We now have a point and a slope for
our tangent line. So we can use our point-slope
formula: 𝑦 minus 𝑦 one equals 𝑚 times 𝑥 minus 𝑥 one. 𝑦 minus two equals one-half times
𝑥 minus negative six. 𝑥 minus negative six can be
simplified to say 𝑥 plus six. Bring everything else down. Now, we’re going to distribute our
one-half. One-half times 𝑥 equals one-half
𝑥. One-half times six equals
three. 𝑦 minus two equals one-half 𝑥
plus three. We add two to both sides of the
equation. 𝑦 equals one-half 𝑥 plus
five.
We have one final step to do. The line 𝑦 equals one-half 𝑥 plus
five is the tangent line to point 𝐴. But it’s not written in the general
format. It’s not the general equation. So we need to rearrange this to the
general equation format.

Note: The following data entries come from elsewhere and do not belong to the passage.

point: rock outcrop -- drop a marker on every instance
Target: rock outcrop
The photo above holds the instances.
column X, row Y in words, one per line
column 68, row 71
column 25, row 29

The general equation format is 𝑎𝑥
plus 𝑏𝑦 plus 𝑐 equals zero, where 𝑎 is a positive and all of the constants are
integers.
I’ll give us a little bit more
space over here. We subtract one-half 𝑥 from both
sides. Now, we have negative one-half 𝑥
plus 𝑦 equals five. Now, we’re going to subtract five
from both sides. Five minus five equals zero. And our left side now reads
negative one-half 𝑥 plus 𝑦 minus five.
Remember I want the constant by 𝑥
to be a positive integer. So I’m gonna multiply the whole
equation by negative two. Negative two times negative
one-half 𝑥 equals positive 𝑥. Negative two times 𝑦 equals
negative two 𝑦. Negative two times negative five
equals positive 10. Negative two times zero equals
zero.
The general equation of the tangent
to the circle at point 𝐴 is 𝑥 minus two 𝑦 plus 10 equals zero.